Jad Fair spent the first years of the new millennium, over a quarter-century into his career, working with a variety of younger musicians in a sort of mentor role. Unfortunately, albums with Yo La Tengo and Teenage Fanclub sounded like nothing more than Yo La Tengo and Teenage Fanclub albums with Jad Fair's loopy vocals stuck willy-nilly on top, a combination that didn't work as well as one might expect. 2002's FairMoore, which partners the Maryland native with Nashville-born, New Jersey-based DIY expert R. Stevie Moore, is a far more productive and worthwhile album. Moore has been creating his own idiosyncratic brand of home-brewed pop for even longer than Fair has (the earliest CD in his enormous catalogue was recorded in 1968 by a 16-year-old Moore and his high school buddies!) and has an even more dedicated cult following; perhaps Moore wasn't scared of Fair's cult hero stature, but more likely, the two oddballs simply recognized each other's strengths and played to them. The result is the best album Fair has been involved with since the heyday of Half Japanese, and one of Moore's most enjoyable efforts in years.

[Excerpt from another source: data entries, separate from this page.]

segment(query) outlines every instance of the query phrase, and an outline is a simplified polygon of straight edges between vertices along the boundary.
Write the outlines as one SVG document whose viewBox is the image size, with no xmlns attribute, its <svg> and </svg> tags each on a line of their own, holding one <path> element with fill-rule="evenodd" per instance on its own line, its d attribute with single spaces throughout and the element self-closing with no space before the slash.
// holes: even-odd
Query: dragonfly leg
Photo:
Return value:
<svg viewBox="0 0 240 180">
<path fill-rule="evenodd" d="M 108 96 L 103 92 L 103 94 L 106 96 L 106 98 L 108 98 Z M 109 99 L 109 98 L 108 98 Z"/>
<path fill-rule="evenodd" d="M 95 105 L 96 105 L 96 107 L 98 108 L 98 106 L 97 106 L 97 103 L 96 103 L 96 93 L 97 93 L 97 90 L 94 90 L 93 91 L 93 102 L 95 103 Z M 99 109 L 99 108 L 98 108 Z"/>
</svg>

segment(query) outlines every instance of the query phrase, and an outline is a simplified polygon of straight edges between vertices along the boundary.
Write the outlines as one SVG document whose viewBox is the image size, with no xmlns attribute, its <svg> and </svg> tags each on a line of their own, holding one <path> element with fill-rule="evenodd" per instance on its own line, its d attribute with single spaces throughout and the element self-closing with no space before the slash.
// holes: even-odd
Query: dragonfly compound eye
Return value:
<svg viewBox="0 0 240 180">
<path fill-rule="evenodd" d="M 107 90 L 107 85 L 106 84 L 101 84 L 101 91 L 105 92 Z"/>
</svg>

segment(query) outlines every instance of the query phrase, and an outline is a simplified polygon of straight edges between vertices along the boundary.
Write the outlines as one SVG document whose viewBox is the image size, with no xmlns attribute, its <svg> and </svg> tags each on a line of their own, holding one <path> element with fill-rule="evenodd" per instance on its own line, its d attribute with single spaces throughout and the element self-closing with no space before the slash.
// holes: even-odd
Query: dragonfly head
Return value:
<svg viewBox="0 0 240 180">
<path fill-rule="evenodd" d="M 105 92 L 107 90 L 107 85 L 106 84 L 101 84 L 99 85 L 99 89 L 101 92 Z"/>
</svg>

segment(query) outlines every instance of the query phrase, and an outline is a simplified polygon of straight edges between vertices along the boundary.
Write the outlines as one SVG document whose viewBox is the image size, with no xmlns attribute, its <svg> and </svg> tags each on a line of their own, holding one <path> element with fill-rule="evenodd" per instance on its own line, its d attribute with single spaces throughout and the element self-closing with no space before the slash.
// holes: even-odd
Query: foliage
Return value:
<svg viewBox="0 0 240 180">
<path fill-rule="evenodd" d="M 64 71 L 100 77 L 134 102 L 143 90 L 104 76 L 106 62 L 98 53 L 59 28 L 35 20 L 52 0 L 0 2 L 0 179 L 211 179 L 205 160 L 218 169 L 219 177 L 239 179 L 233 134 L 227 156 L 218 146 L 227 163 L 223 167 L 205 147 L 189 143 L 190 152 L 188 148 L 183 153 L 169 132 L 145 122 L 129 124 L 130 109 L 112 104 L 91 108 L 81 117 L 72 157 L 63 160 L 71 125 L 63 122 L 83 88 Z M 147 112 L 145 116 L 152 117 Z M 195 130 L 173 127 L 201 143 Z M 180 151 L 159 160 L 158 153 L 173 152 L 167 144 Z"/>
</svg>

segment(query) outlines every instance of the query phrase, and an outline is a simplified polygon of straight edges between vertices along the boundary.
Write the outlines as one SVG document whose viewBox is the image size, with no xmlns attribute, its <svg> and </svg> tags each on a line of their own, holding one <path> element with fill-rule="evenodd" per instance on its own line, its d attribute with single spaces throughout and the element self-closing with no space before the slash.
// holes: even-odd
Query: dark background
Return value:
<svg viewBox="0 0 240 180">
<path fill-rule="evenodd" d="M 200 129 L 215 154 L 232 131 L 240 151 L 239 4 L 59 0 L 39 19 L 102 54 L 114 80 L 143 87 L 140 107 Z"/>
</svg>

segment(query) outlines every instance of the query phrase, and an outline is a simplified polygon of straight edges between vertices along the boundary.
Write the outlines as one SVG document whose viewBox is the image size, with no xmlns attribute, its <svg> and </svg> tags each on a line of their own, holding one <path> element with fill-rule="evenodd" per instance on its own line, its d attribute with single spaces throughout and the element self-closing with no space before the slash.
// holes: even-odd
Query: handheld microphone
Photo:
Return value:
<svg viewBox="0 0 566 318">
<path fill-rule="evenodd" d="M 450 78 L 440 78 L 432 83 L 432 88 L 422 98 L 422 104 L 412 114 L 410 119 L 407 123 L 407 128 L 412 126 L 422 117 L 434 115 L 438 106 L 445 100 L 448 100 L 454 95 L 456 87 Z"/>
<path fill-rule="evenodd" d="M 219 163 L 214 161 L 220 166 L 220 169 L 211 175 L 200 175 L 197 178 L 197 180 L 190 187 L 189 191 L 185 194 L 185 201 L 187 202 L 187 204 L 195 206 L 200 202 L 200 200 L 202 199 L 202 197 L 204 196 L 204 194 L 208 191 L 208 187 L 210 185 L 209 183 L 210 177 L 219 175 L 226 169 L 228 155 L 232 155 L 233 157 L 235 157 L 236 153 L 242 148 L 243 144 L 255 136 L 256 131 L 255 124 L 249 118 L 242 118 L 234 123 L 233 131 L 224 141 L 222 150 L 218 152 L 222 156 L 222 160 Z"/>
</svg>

Although Moore takes only one lead vocal (on the trippy spoken word offering "Supreme Beings," which mixes one of his typically surreal flights of fancy with organ loops straight out of a Hammer horror feature), his inimitable musical style, which manages to sound utterly poppy and slightly twisted at the same time, is all over this album. (Moore plays almost all of the instruments, barring a couple of guitar and percussion parts, and Fair does nearly all the singing.) The combination of Moore's accessible but odd melodies and arrangements with Fair's stream-of-consciousness lyrics and one-of-a-kind vocals is surprisingly satisfying. The songs are more "normal" than the deliberate primitivism of Half Japanese's albums, yet (unlike the Yo La Tengo and Teenage Fanclub albums) Moore's instinctive grasp of Fair's unique aesthetic gives the album a pleasing unity. Songs like the analogue synthesizer throb of "Yeah, You Betcha" and the Bo Diddley-beat opener "Stationary" are downright catchy, something that's almost never been true of Jad Fair's previous albums. Much more interesting than any of Fair's other collaborations, FairMoore is an essential release for fans of either of the participants.